Jack never missed a service at the church, and in the social-meetings he never failed to tell the story of his newborn joy and hope, and always with thrilling effect, as he repeated with trembling voice, "I am happy, because I know Jesus takes my sins away." Sin was a reality with Jack, and the pardon of sin the most wonderful of all facts. He never tired of telling it; it opened a new world to him, a world of light and joy. Jack White in the class-meeting or prayer-meeting, with beaming face, and moistened eyes, and softened voice, telling of the love of Jesus, seemed almost of a different race from the wretched Piutes of the Sierras and sagebrush.

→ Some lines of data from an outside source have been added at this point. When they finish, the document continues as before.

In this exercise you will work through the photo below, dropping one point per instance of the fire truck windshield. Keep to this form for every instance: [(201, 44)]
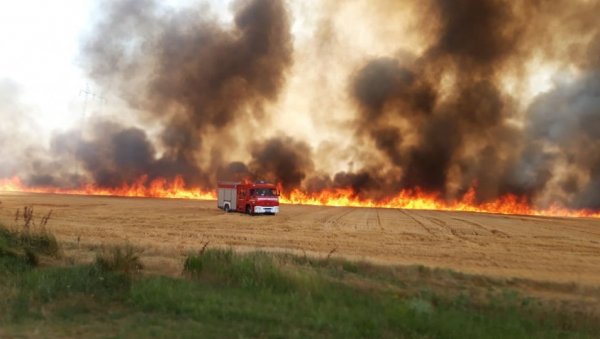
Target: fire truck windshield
[(264, 192)]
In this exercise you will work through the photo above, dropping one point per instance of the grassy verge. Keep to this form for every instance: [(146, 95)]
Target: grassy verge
[(222, 293)]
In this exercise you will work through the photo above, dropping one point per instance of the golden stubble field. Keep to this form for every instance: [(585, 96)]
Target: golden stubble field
[(562, 250)]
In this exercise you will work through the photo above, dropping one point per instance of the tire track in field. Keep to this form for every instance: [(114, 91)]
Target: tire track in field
[(334, 219), (452, 231), (374, 221), (418, 222), (495, 232)]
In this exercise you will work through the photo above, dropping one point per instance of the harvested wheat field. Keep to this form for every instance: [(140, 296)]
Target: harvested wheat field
[(539, 248)]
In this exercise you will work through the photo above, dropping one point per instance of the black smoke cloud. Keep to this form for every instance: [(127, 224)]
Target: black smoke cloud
[(461, 134), (187, 72), (441, 120)]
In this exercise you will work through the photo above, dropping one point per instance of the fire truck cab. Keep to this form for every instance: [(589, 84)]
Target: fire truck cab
[(252, 198)]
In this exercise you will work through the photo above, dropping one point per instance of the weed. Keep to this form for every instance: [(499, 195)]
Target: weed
[(123, 259)]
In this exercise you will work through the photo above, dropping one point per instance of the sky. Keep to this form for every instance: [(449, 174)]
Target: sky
[(40, 56)]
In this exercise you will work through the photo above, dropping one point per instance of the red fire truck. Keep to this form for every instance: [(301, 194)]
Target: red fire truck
[(251, 198)]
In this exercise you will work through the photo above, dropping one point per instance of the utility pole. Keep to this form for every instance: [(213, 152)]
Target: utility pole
[(87, 95)]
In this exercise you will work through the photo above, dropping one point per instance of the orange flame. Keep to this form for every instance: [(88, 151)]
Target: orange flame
[(157, 188), (406, 199)]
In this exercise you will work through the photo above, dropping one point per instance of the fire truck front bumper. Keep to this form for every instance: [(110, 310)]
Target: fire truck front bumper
[(266, 209)]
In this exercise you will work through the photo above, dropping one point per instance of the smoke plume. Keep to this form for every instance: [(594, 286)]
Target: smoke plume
[(443, 97)]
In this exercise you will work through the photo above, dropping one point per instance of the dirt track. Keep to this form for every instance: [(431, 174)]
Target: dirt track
[(541, 248)]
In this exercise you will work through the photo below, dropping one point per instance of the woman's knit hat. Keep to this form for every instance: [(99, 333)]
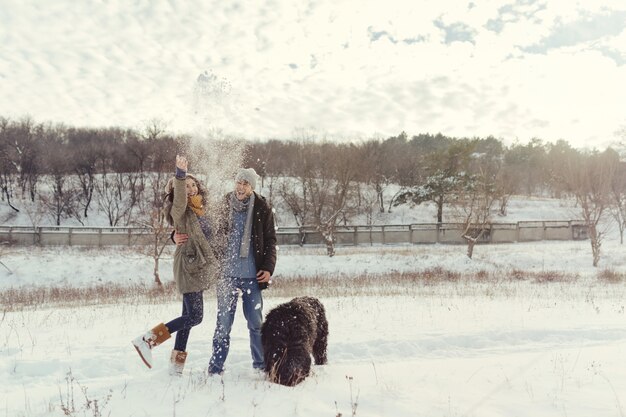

Jack's baptism was a great event. It was by immersion, the first baptism of the kind I ever performed - and almost the last. Jack had been talked to on the subject by some zealous brethren of another "persuasion," who magnified that mode, and though he was willing to do as I advised in the matter, he was evidently a little inclined to the more spectacular way of receiving the ordinance. Mrs. White suggested that it might save future trouble, and "spike a gun." So Jack, with four others, was taken down to Santa Rosa Creek, that went rippling and sparkling along the southern edge of the town, and duly baptized in the name of the Father, and of the Son, and of the Holy Ghost. A great crowd covered the bridge just below, and the banks of the stream; and when Wesley Mock, the Asaph of Santa Rosa Methodism, struck up

O happy day that fixed my choice
On thee, my Saviour and my God,

and the chorus -

Happy day, happy day, when Jesus washed my sins away,

was swelled by hundreds of voices, it was a glad moment for Jack White and all of us. Religiously it was a warm time; but the water was very cold, it being one of the chilliest days I ever felt in that genial climate.

"You were rather awkward, Brother Fitzgerald, in immersing those persons," said my stalwart friend, Elder John McCorkle, of the "Christian" or Campbellite Church, who had critically but not unkindly watched the proceedings from the bridge. "If you will send for me the next time, I will do it for you," he added, pleasantly.

I fear it was awkwardly done, for the water was very cold, and a shivering man cannot be very graceful in his movements. I would have done better in a baptistery, with warm water and a rubber suit. But of all the persons I have welcomed into the Church during my ministry, the reception of no one has given use more joy than that of Jack White, the Piute Indian.

Jack's heart yearned for his own people. He wanted to tell them of Jesus, who could take away their sins; and perhaps his Indian instinct made him long for the freedom of the hills.

"I am going to my people," he said to me; "I want to tell them of Jesus. You will pray for me?" he added, with a quiver in his voice and a heaving chest.

He went away, and I have never seen him since. Where he is now, I know not. I trust I may meet him on Mount Sion, with the harpers harping with their harps, and singing, as it were, a new song before the throne.

Postscript. - Since this Sketch was penciled, the Rev. C. Y. Rankin, in a note dated Santa Rosa, California, August 3, 1880, says: "Mrs. White asked me to send you word of the peaceful death of Jack White (Indian). He died trusting in Jesus."